Afghanistan As debate in the U.S. continues to focus on whether the president should “support General McChrystal” by sending 40,000-80,000 more troops to Afghanistan, the New York Times reports that civilian goals are largely unmet in Afghanistan, as “administration officials say the United States is falling far short of his goals to fight the country’s endemic corruption, create a functioning government and legal system and train a police force currently riddled with incompetence.” The Afghan government has less credibility than ever after a hugely corrupt election.
And the question of “support for General McChrystal” begs the question of what his report really said: that more troops are needed, but that there is no hope of success without a major change of strategy, and that no U.S. strategy can succeed unless the Afghan government and security forces take responsibility and win the support of their people. Read the report here or my article about it here.
Health care round-up Here’s a quick round-up of some of the most important articles on health care reform in today’s news:
• The Washington Post and other news media are headlining an insurance industry-commissioned report that says that health care reform would raise premimum costs. Let’s see – isn’t that what you’d expect the insurance industry to claim? The New Republic takes aim at the Price Waterhouse report, pointing out glaring flaws in the report’s analysis and conclusions.
• The Sisters of St. Joseph provide free health care to help those falling through the cracks in the system, reports the TC Daily Planet. But the cracks just keep getting wider.
• In Minnesota, nurses are rallying to protest the governor’s cuts to health care for the poorest state residents.
• Vermont has a better way to manage chronic conditions, while keeping costs costs down, according to an AP article.
Iran Iran has sentenced three protesters to death, according to the New York Times. The three were among the hundreds of protesters arrested in the aftermath of Iran’s June 12 elections. Iranian officials said these three are members of terrorist organizations, with two belonging to Kingdom Assembly of Iran, a group that wants to restore the monarchy, and one belonging to the People’s Mujahedeen of Iran.

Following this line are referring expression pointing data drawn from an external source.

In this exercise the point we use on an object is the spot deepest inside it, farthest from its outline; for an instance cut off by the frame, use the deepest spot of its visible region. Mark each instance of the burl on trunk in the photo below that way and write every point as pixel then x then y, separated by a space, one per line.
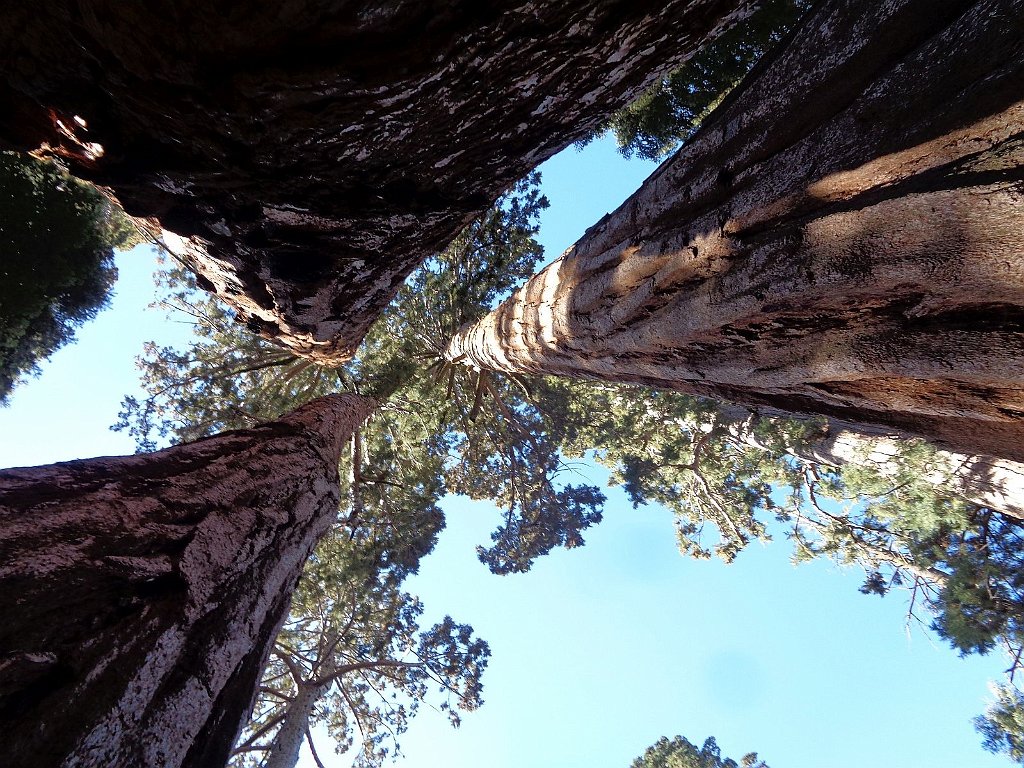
pixel 843 237
pixel 139 595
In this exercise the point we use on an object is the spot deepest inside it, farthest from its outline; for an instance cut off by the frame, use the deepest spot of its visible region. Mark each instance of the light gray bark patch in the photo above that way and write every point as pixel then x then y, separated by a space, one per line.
pixel 388 131
pixel 140 595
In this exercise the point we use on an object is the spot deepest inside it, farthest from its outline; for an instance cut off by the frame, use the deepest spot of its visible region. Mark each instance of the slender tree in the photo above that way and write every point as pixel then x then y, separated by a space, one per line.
pixel 141 594
pixel 439 428
pixel 310 156
pixel 840 238
pixel 352 657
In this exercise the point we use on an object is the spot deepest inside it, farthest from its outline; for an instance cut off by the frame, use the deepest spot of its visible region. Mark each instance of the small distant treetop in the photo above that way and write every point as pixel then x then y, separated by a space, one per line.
pixel 57 237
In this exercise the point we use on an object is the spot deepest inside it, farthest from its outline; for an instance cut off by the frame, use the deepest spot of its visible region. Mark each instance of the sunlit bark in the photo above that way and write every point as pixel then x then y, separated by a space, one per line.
pixel 316 152
pixel 843 237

At least 30 people were killed in the government crackdown on protesters, hundreds remain jailed, and human rights organizations say thatere are reports of abuse and torture of some prisoners.
Among those who remain in detention are Maziar Bahari, a filmmaker and reporter for Newsweek, and Shapur Kazemi, the brother-in-law of Mir Hussein Moussavi, who the opposition claims won the election. Mr. Kazemi, 62, is a respected telecommunications engineer and is known for his activities in technical and economic fields rather than for political activism.
Others who are still being held include the former vice president, Mohammad Ali Abtahi; Muhammad Atrianfar, a publisher and confidant of the former president Ali Akbar Hashemi Rafsanjani; Mostafa Tajzadeh, a deputy interior minister in the reformist government of the former president Mohammad Khatami; Saeed Leylaz, an economist and former government official; and the journalist Isa Saharkhiz, who according to Iranian news reports suffered broken ribs during interrogation.